A noite de Ano-Novo carregava simbolismos. Heloísa Sampaio bem sabia disso, afinal, ela sentia o peso dessa data há algum tempo. A noite que marcava novas resoluções e um novo recomeço era difícil para ela faziam três anos.
No primeiro ano havia sido uma questão de necessidade. Após o novo divórcio com Stenio, a noite de Ano-Novo havia adquirido um tom melancólico. Incerta de onde passar essa data, e fugindo das perguntas como "vocês se separaram de novo?" ou "não deu certo mais uma vez?", Helô acabou se oferecendo para plantão de fim de ano. Trabalhando, ela não precisaria pensar em tudo que havia perdido na sua vida naquele ano. Trabalhando não precisaria pensar em Stenio Alencar.
Mas pensou.
E quando o relógio marcou 23h55 ela refletiu, nesses cinco minutos, tudo que a havia levado até esse momento: sentada, na delegacia, chorando silenciosamente a entrada de mais um ano. Enquanto ouvia os fogos que marcavam o início de um novo ciclo, ela limpou as lágrimas e prometeu a si mesma que o próximo ano seria diferente. Seria tudo novo.
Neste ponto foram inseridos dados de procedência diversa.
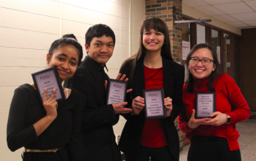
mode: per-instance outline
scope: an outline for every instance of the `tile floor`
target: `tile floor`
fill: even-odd
[[[256,161],[256,119],[248,119],[237,123],[240,135],[238,139],[242,161]],[[180,153],[180,161],[186,161],[190,145],[183,147]]]

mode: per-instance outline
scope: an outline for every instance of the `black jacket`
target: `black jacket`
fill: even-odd
[[[99,71],[93,61],[86,56],[71,80],[72,87],[85,100],[81,128],[84,160],[120,161],[121,153],[112,127],[118,122],[119,115],[115,114],[112,105],[105,105],[103,80],[96,74]],[[105,77],[108,78],[105,74]],[[70,84],[65,82],[65,85]]]
[[[179,161],[180,143],[178,132],[174,121],[180,114],[182,103],[182,88],[184,81],[185,68],[173,61],[163,57],[163,90],[164,97],[169,97],[172,99],[172,110],[171,116],[163,119],[167,144],[174,161]],[[119,72],[126,74],[130,78],[131,60],[125,62]],[[127,93],[126,101],[128,102],[127,108],[132,108],[132,99],[137,96],[143,97],[142,89],[145,89],[143,59],[138,60],[133,74],[132,84],[128,82],[128,89],[132,91]],[[133,157],[137,154],[141,131],[144,125],[144,110],[138,115],[131,116],[130,114],[123,115],[127,121],[123,130],[119,146],[126,155]]]

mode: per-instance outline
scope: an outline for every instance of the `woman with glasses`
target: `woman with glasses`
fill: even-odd
[[[195,46],[187,57],[188,77],[183,87],[184,106],[179,116],[181,130],[191,141],[188,161],[241,161],[235,123],[247,119],[250,109],[233,79],[218,72],[213,48]],[[215,92],[212,118],[195,119],[196,92]]]

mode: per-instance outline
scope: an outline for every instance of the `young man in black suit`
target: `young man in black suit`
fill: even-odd
[[[104,68],[107,70],[106,64],[113,54],[115,42],[114,32],[107,25],[97,24],[90,27],[85,34],[88,55],[78,67],[71,83],[66,85],[71,84],[83,95],[85,102],[81,120],[84,161],[121,161],[112,126],[118,122],[119,114],[132,110],[121,107],[127,102],[106,105],[105,87],[109,77]]]

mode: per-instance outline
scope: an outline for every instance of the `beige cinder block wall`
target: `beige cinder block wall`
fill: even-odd
[[[106,24],[116,35],[108,74],[115,78],[123,62],[138,48],[140,22],[145,0],[0,0],[0,161],[21,161],[22,148],[11,152],[6,125],[14,90],[32,80],[31,74],[46,67],[51,43],[73,33],[83,46],[92,25]],[[125,119],[114,127],[122,132]]]

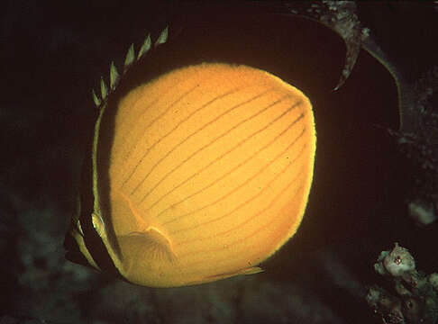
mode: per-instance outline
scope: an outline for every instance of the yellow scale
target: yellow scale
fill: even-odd
[[[105,109],[95,128],[91,217],[127,281],[170,287],[255,274],[297,231],[316,140],[311,104],[296,87],[220,63],[141,85],[116,104],[102,181]],[[71,234],[99,268],[74,220]]]

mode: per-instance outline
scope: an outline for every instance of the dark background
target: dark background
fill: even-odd
[[[3,7],[2,324],[370,323],[364,297],[378,281],[373,263],[381,250],[397,241],[418,268],[437,271],[436,225],[415,227],[408,218],[415,175],[387,130],[398,127],[394,80],[361,50],[350,78],[333,92],[345,47],[328,28],[247,4],[6,1]],[[360,3],[359,14],[413,82],[436,64],[432,2]],[[147,81],[205,60],[242,63],[280,76],[313,103],[317,153],[306,214],[262,274],[151,289],[64,259],[96,116],[91,88],[98,90],[101,76],[108,81],[112,60],[122,67],[132,43],[138,50],[147,32],[155,40],[168,23],[169,43],[132,77]]]

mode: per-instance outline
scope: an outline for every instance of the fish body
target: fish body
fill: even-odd
[[[315,144],[309,99],[280,78],[176,68],[102,104],[69,239],[141,285],[260,272],[301,222]]]

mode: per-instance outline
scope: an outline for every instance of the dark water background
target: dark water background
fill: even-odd
[[[373,262],[395,241],[437,271],[436,225],[407,217],[415,175],[386,130],[397,89],[365,51],[333,93],[342,40],[317,23],[226,4],[6,1],[1,11],[0,323],[372,323]],[[412,80],[436,64],[432,3],[362,3],[363,25]],[[315,180],[297,234],[262,274],[201,286],[137,287],[71,264],[74,210],[98,89],[132,43],[170,23],[151,73],[204,60],[257,66],[311,98]],[[181,27],[186,27],[182,29]],[[176,35],[172,36],[172,32]],[[172,38],[174,37],[174,38]],[[155,71],[155,72],[154,72]],[[379,321],[378,321],[379,322]]]

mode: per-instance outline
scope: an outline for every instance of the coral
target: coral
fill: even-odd
[[[438,274],[425,275],[416,270],[412,255],[397,243],[391,251],[380,253],[374,269],[390,287],[373,285],[368,291],[367,302],[382,323],[436,323]]]

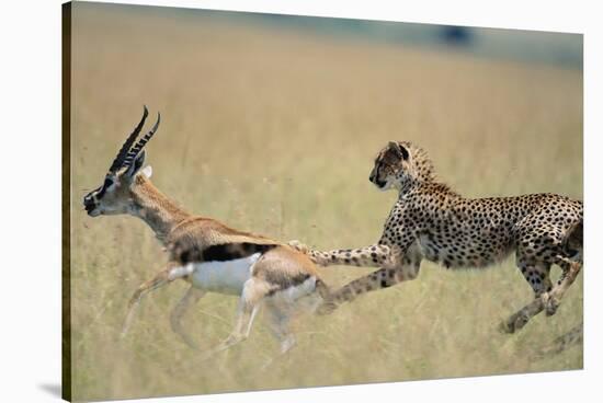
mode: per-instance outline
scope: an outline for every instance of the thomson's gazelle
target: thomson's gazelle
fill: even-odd
[[[258,309],[265,302],[271,329],[285,353],[295,344],[288,325],[291,314],[302,306],[316,307],[328,292],[314,263],[281,242],[235,230],[212,218],[193,216],[159,192],[149,180],[151,168],[141,169],[143,148],[156,133],[159,115],[150,131],[135,142],[147,115],[145,107],[143,119],[117,153],[102,186],[83,199],[91,217],[128,214],[143,219],[169,253],[166,267],[132,297],[123,334],[144,295],[184,279],[191,287],[172,311],[171,325],[185,343],[194,347],[181,325],[183,314],[206,291],[213,291],[240,296],[240,303],[234,331],[211,352],[243,341]]]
E foi. A vida seguiu como sempre segue. Sem Stenio, com muito trabalho, e algumas questões, Helô observou a vida passando diante de seus olhos antes que a delegada pudesse se dar conta. Seria sempre assim? Ela vivendo mecanicamente, tentando não se lembrar do ex-marido, se enfiando em relacionamentos sem futuro, apenas esperando o ano novo seguinte? Era solitário. Ela não queria viver assim.
E no ano novo, ela se dispôs a ficar de plantão novamente. Ela já estava se acostumando à solidão, ao estar sozinha, ao não ter ninguém com quem quisesse – de fato - estar junto nesta data. Até havia, mas isso não era possível, e não fazia sentido privar outras pessoas da presença da família, do momento bonito do abraço e do beijo que marcam o início de um novo ano.
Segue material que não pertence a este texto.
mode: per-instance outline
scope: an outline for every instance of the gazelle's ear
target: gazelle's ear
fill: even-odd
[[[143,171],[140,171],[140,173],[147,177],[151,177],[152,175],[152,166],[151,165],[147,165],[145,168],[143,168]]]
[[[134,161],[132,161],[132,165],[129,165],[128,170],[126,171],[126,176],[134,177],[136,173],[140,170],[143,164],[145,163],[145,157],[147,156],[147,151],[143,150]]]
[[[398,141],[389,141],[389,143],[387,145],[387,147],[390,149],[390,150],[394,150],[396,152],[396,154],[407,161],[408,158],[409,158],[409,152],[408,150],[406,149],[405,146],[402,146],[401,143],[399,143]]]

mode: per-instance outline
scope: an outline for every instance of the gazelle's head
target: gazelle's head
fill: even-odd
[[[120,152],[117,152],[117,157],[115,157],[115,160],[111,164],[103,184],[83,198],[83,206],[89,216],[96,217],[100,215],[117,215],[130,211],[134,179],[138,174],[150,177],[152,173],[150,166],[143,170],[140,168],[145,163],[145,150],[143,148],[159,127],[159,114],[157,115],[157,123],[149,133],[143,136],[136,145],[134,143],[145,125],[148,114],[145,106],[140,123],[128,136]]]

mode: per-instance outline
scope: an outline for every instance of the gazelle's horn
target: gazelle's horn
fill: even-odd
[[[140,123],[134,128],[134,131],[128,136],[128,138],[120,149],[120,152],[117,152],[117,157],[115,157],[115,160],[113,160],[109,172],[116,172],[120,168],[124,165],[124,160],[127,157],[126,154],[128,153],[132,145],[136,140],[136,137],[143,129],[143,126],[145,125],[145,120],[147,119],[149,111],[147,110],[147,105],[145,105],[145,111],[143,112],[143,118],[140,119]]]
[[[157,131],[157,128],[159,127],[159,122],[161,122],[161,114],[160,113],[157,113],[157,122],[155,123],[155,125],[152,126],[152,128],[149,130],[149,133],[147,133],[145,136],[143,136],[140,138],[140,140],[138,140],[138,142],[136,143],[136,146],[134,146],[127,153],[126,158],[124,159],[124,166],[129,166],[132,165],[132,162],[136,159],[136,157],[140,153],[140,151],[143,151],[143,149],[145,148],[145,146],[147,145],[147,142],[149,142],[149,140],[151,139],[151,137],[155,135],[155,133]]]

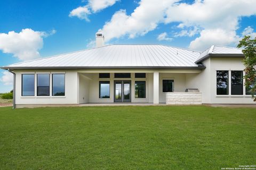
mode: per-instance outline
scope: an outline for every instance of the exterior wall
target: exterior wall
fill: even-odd
[[[163,80],[174,80],[174,91],[184,92],[186,90],[186,77],[183,73],[159,73],[159,102],[165,103],[165,94],[163,92]]]
[[[47,72],[40,70],[16,70],[15,103],[22,104],[77,104],[77,73],[75,71],[50,70]],[[50,74],[50,96],[37,96],[36,74]],[[52,73],[65,73],[65,96],[51,96]],[[21,74],[35,74],[35,96],[21,96]]]
[[[202,93],[199,92],[167,92],[167,105],[201,105]]]

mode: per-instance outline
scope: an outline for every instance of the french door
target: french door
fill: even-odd
[[[131,81],[115,80],[115,102],[131,102]]]

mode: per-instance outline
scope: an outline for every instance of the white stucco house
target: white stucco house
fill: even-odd
[[[14,75],[17,107],[86,103],[254,104],[241,49],[103,46],[1,67]]]

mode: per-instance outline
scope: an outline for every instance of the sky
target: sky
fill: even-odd
[[[256,36],[255,0],[1,0],[0,66],[105,44],[162,44],[203,51]],[[12,89],[0,70],[0,93]]]

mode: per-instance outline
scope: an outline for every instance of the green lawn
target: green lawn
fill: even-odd
[[[1,169],[221,169],[255,164],[255,108],[0,108]]]

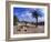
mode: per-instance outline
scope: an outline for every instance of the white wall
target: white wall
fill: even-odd
[[[51,3],[51,0],[19,0],[19,1]],[[4,40],[6,40],[6,6],[4,4],[6,4],[6,0],[0,0],[0,42],[4,42]],[[50,10],[51,10],[51,8],[50,8]],[[50,14],[50,17],[51,17],[51,14]],[[50,19],[50,21],[51,21],[51,19]],[[50,29],[50,32],[51,32],[51,29]],[[51,35],[51,33],[50,33],[50,35]],[[18,42],[51,42],[51,36],[50,36],[50,39],[44,39],[44,40],[30,40],[30,41],[18,41]]]

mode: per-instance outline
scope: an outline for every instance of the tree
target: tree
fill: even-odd
[[[37,19],[35,28],[38,27],[38,17],[42,17],[42,14],[39,14],[37,10],[32,12],[32,17]]]
[[[13,25],[17,25],[17,22],[18,22],[18,18],[16,15],[13,15]]]

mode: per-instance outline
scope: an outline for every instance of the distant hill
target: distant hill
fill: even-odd
[[[27,21],[19,21],[20,23],[30,23],[30,24],[35,24],[35,22],[27,22]],[[44,25],[44,21],[43,22],[38,22],[38,25]]]

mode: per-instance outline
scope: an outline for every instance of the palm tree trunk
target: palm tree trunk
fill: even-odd
[[[38,27],[38,18],[37,18],[37,22],[35,22],[35,28]]]

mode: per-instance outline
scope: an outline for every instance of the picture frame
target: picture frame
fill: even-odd
[[[14,6],[13,6],[14,4]],[[19,6],[20,4],[20,6]],[[21,6],[22,4],[22,6]],[[11,7],[12,6],[12,7]],[[47,32],[45,34],[42,34],[41,33],[41,36],[39,35],[39,33],[38,34],[32,34],[32,33],[30,33],[30,34],[23,34],[23,35],[16,35],[16,36],[12,36],[11,35],[11,31],[12,31],[12,28],[11,28],[11,25],[12,25],[12,23],[11,23],[11,21],[13,22],[13,18],[11,19],[11,12],[10,11],[12,11],[12,8],[13,7],[20,7],[20,8],[22,8],[22,7],[27,7],[27,8],[29,8],[29,6],[30,6],[30,8],[33,8],[33,6],[38,6],[38,7],[35,7],[35,8],[43,8],[43,7],[45,7],[45,11],[48,11],[47,12],[47,14],[44,15],[45,17],[45,23],[47,24],[44,24],[45,25],[45,28],[44,28],[44,31]],[[32,6],[32,7],[31,7]],[[40,6],[40,7],[39,7]],[[10,10],[11,9],[11,10]],[[44,12],[45,12],[44,11]],[[13,13],[13,11],[12,11],[12,13]],[[11,21],[10,21],[11,20]],[[10,24],[11,23],[11,24]],[[39,36],[38,36],[39,35]],[[40,3],[40,2],[22,2],[22,1],[6,1],[6,40],[7,41],[21,41],[21,40],[39,40],[39,39],[49,39],[50,38],[50,4],[49,3]]]

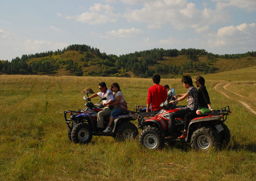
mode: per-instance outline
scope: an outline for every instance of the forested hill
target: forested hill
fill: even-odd
[[[256,51],[219,55],[195,48],[151,50],[117,56],[87,45],[0,61],[0,74],[164,77],[203,74],[256,65]]]

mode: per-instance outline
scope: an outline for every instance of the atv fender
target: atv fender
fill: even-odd
[[[129,115],[118,117],[117,118],[115,119],[114,120],[114,128],[112,130],[112,133],[115,133],[115,131],[116,130],[117,125],[125,122],[129,122],[134,119],[133,117],[130,116]]]
[[[189,123],[188,124],[188,127],[187,128],[187,135],[189,134],[189,128],[193,124],[195,124],[197,122],[206,122],[206,121],[219,121],[221,118],[221,117],[219,115],[209,115],[206,116],[201,116],[194,118],[192,119]],[[185,139],[186,142],[187,141],[188,137],[187,137]]]
[[[159,129],[162,135],[166,135],[168,132],[168,125],[163,121],[161,121],[160,123],[157,120],[150,119],[146,120],[143,123],[145,125],[154,125],[156,126]],[[163,127],[166,130],[164,129]]]
[[[87,113],[82,113],[76,117],[81,117],[84,118],[84,119],[87,119],[88,121],[88,124],[92,128],[93,132],[95,133],[96,132],[95,127],[94,127],[94,124],[93,124],[93,121],[90,115],[89,115]]]

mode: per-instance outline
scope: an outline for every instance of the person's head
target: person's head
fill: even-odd
[[[102,82],[99,84],[99,89],[101,92],[105,92],[108,89],[106,86],[106,83],[104,82]]]
[[[196,79],[196,84],[197,87],[201,87],[201,86],[204,86],[205,81],[204,77],[202,76],[198,76]]]
[[[155,84],[159,84],[161,80],[161,77],[159,74],[155,74],[153,75],[152,79],[153,80],[153,82]]]
[[[117,92],[119,91],[121,91],[120,86],[117,83],[114,83],[111,84],[111,90],[113,92]]]
[[[181,82],[183,84],[183,86],[185,88],[187,88],[187,87],[189,88],[193,85],[192,79],[191,79],[191,77],[189,75],[183,76],[181,79]],[[187,86],[188,85],[189,86]]]
[[[170,89],[170,87],[169,87],[169,86],[167,84],[165,85],[164,87],[165,88],[165,89],[166,89],[166,90],[167,91],[169,90],[169,89]]]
A data era amarga para ela, mas não precisava ser para mais ninguém.
E mais uma vez ela se isolou, como sempre havia sido boa em fazer
E quando o relógio marcou as 23h55, ela de novo pensou nele. Onde ele estaria passando o réveillon? Estaria em alguma festa? Estaria feliz? Ficou surpresa consigo mesma quando as lágrimas não desceram. Quando o riso triste saiu pelo lábio, olhando o vazio ao redor.
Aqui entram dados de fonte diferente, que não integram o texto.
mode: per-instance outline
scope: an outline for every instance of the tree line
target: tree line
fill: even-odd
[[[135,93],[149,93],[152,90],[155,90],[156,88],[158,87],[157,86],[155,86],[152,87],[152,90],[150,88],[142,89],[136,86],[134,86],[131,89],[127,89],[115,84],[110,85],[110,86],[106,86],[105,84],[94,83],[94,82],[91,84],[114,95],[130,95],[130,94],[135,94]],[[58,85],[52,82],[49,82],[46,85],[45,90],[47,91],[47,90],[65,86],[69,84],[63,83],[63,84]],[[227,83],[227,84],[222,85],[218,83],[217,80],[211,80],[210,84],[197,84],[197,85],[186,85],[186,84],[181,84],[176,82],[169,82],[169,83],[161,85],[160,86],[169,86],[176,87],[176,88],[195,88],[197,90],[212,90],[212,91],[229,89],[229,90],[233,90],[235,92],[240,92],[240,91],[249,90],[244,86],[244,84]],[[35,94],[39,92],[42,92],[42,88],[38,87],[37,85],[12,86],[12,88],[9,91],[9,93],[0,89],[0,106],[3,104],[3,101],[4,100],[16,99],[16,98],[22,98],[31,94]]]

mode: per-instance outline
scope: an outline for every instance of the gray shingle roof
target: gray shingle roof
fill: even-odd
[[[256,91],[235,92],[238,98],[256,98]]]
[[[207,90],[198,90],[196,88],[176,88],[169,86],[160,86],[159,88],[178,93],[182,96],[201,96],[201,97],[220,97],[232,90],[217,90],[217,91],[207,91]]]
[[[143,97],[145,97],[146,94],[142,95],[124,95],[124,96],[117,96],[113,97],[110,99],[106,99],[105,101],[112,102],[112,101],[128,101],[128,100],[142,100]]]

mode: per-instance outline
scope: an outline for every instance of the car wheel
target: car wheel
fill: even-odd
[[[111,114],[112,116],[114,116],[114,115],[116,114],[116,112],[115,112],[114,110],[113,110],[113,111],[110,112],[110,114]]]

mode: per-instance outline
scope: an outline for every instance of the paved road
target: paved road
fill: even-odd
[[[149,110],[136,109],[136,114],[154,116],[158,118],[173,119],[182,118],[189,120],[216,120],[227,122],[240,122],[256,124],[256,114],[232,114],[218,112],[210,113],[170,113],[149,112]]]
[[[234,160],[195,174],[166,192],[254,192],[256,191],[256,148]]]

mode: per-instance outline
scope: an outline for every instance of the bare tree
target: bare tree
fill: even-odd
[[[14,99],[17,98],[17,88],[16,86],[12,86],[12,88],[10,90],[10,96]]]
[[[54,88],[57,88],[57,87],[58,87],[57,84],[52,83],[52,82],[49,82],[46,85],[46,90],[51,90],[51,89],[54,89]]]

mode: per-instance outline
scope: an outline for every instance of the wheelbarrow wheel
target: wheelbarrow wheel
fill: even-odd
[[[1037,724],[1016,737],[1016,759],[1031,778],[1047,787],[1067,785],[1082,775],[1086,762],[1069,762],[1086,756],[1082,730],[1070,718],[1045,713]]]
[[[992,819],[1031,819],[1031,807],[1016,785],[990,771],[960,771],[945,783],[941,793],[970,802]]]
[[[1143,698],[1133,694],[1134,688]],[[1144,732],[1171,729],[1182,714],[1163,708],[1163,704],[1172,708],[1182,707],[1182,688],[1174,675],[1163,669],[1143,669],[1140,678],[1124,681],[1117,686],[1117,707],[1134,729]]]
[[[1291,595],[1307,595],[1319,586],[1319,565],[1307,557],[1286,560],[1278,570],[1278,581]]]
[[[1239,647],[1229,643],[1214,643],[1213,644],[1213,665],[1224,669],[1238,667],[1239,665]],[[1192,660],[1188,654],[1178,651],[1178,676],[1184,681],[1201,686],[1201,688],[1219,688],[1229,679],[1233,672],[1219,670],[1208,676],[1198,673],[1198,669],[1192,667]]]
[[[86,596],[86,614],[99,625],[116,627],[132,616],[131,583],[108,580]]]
O barulho de fogos lá fora indicava que a meia noite havia chegado.
- Feliz Ano-Novo, delegada -sussurrou para si mesma, sentada em sua mesa.
Seria sempre ela por ela mesma.
No ano seguinte, quando a listagem de plantões foi liberada e o nome dela constava novamente, ninguém mais questionou. Era como se tivessem entendido que o trabalho era tudo na vida dela naquele momento. Que talvez a delegacia fosse o lugar onde ela se sentia segura, onde ela se sentia parte de algo.
23h55.
Não havia mais pensamentos tristes ou de rancor. A vida que se apresentava era essa e assim ela seguiria. Dessa vez, se distraiu andando pela delegacia e, se não fossem os fogos vindos do lado de fora novamente, ela poderia ter perdido o grande momento. Indo até os fundos do prédio, ela se sentou lá fora e observou, pela primeira vez em alguns anos, os fogos de artifício brilhando no céu.
Fosse pelo motivo que fosse, ela se sentiu esperançosa. Deixou a lágrima que teimava em cair, escorrer. Permitiu que a alegria dos outros trouxessem presságios positivos para ela também.
Se permitiu esperar um ano verdadeiramente bom.
E, então, 2022 chegou e com ele Stenio Alencar.
Por que precisava ser tão difícil tirar algumas pessoas da nossa vida? Por que precisava ser tão difícil deixar de amar uma pessoa?